Loading...
Latest news
HTTP2 Support and Install – Part 2
HTTP2 Support and Install – Part 1
Goaccess
CMS Master Slave Rules
Apache 2.4 with PHP-FPM
Real Time Concepts

NginX installation and support

Laxman -

Installation

  • yum install epel-release
  • yum install nginx
  • chkconfig nginx on
  • service nginx start

Edit /etc/nginx/nginx.conf and change this to the number of physical CPU cores:

  • worker_processes 1;

Configuration

Apache vs NginX

 

Virtual Host configuration

Virtual hosts go in /etc/nginx/conf.d/*.conf. nginx doesn’t have an equivalent of httpd -S, so best name your files the domain name, i.e. /etc/nginx/conf.d /example.com.conf

/etc/nginx/conf.d contains a sample virtual.conf and ssl.conf.

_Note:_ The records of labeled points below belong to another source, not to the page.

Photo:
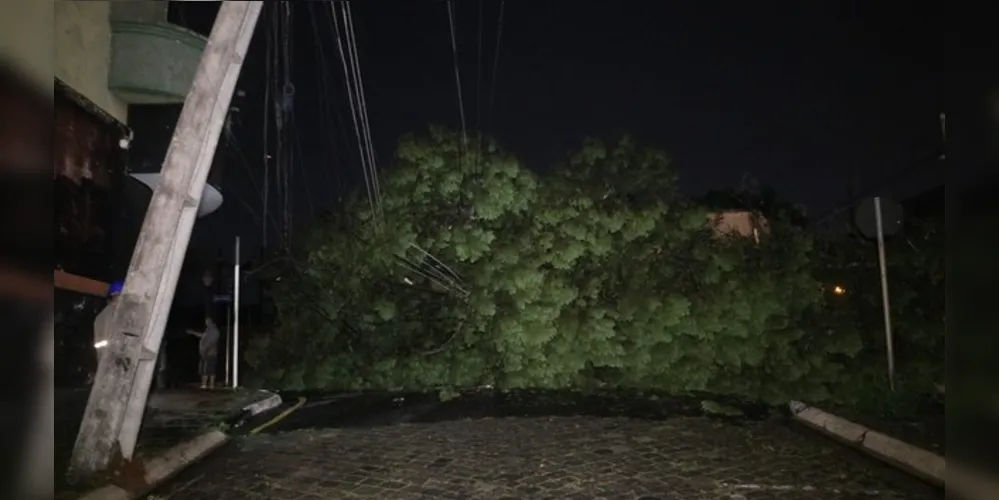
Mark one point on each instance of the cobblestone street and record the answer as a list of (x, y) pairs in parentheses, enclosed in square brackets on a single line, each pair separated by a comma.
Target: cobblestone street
[(686, 458)]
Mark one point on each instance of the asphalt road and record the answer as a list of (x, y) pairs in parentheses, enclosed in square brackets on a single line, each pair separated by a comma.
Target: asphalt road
[(530, 445)]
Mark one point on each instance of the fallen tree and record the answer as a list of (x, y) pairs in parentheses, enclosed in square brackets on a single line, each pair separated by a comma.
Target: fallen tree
[(475, 271)]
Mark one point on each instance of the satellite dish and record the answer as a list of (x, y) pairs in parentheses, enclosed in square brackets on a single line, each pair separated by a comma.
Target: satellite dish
[(211, 198), (866, 217)]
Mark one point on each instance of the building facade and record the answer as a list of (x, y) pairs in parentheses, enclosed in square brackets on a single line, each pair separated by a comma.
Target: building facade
[(100, 59)]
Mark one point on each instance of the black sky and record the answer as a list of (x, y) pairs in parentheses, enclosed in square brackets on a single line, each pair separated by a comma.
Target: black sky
[(814, 99)]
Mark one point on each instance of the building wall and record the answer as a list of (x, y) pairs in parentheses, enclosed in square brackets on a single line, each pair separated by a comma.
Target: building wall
[(26, 39), (82, 36)]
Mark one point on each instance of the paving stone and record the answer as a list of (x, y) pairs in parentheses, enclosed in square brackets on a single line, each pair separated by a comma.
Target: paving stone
[(539, 458)]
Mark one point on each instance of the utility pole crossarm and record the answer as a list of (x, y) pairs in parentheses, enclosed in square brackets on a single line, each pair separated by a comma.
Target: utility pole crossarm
[(118, 398)]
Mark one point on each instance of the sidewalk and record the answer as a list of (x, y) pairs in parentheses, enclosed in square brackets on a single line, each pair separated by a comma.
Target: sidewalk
[(172, 417)]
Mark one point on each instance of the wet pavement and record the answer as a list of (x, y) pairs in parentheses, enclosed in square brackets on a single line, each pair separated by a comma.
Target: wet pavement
[(533, 446), (171, 417)]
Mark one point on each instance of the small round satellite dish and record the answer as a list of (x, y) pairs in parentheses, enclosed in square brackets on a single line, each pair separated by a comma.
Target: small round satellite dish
[(865, 217), (211, 198)]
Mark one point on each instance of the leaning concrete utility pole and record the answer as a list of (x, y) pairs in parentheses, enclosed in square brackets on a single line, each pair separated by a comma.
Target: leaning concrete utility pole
[(118, 399)]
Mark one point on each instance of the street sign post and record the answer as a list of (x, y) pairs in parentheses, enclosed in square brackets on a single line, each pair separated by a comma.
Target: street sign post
[(876, 218)]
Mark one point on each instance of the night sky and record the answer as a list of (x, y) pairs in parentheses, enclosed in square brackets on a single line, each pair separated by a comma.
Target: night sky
[(820, 101)]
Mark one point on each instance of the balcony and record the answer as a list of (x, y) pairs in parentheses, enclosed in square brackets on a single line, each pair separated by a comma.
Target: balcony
[(153, 62)]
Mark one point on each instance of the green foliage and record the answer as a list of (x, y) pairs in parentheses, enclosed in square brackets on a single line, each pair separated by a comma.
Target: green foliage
[(598, 274), (915, 270)]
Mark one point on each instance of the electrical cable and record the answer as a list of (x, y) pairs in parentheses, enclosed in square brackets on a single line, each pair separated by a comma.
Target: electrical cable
[(353, 109)]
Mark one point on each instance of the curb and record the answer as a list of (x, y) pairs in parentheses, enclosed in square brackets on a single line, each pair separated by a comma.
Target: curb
[(165, 466), (964, 481), (927, 465)]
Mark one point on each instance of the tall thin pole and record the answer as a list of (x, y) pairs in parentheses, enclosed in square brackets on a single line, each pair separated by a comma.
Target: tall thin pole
[(235, 323), (117, 402), (885, 303), (228, 340)]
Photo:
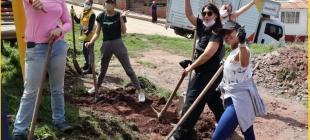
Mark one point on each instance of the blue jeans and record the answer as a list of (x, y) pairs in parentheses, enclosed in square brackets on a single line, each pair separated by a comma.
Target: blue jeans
[(228, 124), (86, 53), (34, 63)]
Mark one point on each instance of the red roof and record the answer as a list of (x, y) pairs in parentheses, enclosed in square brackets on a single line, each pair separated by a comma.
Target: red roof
[(295, 4)]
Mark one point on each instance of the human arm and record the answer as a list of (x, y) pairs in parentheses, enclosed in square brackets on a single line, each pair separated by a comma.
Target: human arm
[(244, 8), (96, 35), (210, 50), (189, 13), (91, 24), (123, 25)]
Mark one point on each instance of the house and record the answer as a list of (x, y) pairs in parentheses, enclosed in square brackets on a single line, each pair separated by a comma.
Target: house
[(294, 16)]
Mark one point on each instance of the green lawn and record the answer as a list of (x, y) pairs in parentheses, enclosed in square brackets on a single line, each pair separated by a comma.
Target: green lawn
[(135, 43)]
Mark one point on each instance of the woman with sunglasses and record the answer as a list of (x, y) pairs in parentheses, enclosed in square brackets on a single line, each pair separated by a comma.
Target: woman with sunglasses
[(227, 14), (112, 24), (241, 99), (209, 53)]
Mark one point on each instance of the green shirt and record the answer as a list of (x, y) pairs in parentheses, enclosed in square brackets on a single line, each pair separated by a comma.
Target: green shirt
[(110, 25)]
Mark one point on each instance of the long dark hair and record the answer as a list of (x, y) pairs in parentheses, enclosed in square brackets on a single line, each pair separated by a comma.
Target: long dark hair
[(215, 10)]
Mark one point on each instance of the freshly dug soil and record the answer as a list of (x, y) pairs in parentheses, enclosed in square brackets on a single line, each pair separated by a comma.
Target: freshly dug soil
[(123, 102)]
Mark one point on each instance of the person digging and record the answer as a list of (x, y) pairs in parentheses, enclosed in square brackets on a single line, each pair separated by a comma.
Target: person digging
[(112, 24), (87, 31)]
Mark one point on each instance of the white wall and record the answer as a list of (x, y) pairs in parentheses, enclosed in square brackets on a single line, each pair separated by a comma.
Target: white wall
[(296, 29)]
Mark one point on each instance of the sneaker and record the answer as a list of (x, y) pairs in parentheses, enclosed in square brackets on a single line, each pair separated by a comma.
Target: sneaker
[(141, 97), (19, 137), (91, 91), (85, 67), (64, 127)]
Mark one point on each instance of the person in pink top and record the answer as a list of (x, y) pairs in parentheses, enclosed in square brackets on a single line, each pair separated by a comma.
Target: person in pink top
[(46, 19)]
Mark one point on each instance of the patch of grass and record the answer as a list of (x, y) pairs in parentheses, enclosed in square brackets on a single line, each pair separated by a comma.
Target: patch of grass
[(258, 49)]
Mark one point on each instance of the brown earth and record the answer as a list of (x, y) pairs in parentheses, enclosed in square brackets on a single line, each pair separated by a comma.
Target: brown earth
[(123, 103), (286, 119)]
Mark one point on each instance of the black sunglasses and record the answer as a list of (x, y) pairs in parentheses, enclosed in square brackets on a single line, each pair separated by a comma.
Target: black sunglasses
[(209, 13), (227, 32)]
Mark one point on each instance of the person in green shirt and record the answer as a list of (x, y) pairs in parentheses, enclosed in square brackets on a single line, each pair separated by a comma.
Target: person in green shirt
[(112, 24)]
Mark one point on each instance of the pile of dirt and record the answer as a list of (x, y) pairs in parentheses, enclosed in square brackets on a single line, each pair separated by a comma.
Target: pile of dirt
[(284, 71), (123, 102)]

They don’t include logging, so please add that.

HTTP example

# A virtual host using mix of IP-, name-, and port-based configuration
#
server {
listen 80;
# listen hostname:80;
# listen ip_address:80;
server_name example.com www.example.com;
root /var/www/vhosts/example.com;
index index.html;
location /admin {
allow 94.236.7.190;
deny all;
}
access_log /var/log/nginx/example.com_access.log main;
error_log /var/log/nginx/example.com_error.log;
}

HTTPS/SSL example

# A virtual host using mix of IP-, name-, and port-based configuration
#
server {
listen 443;
# listen hostname:443;
# listen ip_address:443;

server_name example.com www.example.com;
root /var/www/vhosts/example.com;
index index.html;

ssl on;
ssl_certificate /etc/nginx/ssl/2011-example.com.crt;
ssl_certificate_key /etc/nginx/ssl/2011-example.com.key;
ssl_session_timeout 5m;
ssl_protocols SSLv2 SSLv3 TLSv1;
ssl_ciphers ALL:!ADH:!EXPORT56:RC4+RSA:+HIGH:+MEDIUM:+LOW:+SSLv2:+EXP;

# PCI compliant version
# ssl_protocols -ALL +SSLv3 +TLSv1;
# ssl_ciphers HIGH:MEDIUM:!SSLv2:!LOW:!EXP:!aNULL:@STRENGTH;

ssl_prefer_server_ciphers on;
location /admin {
allow 94.236.7.190;
deny all;
}
access_log /var/log/nginx/example.com_ssl_access.log main;
error_log /var/log/nginx/example.com_ssl_error.log;
}

PHP configuration

There are a few ways of doing this, and it depends on which distribution of PHP (RHN channels or IUS) you want to use. So first step is to choose and install your PHP.

Install PHP

Choose on of the usual ways (RHEL/RHN channels/IUS). You need at least the following.

From RHN:
  • yum install php php-cli spawn-fcgi
  • yum install php53 php53-cli spawn-fcgi
From IUS:
  • yum install php52u php52u-cli spawn-fcgi
  • yum install php53u php53u-cli php53u-fpm

Depending on the version of PHP, you need to use either php-fpm or spawn-fcgi. PHP-FPM is available in PHP 5.3 and newer. If the PHP version is 5.2, and you can’t upgrade for some reason, spawn-fcgi is one of the more elegant ways of doing it.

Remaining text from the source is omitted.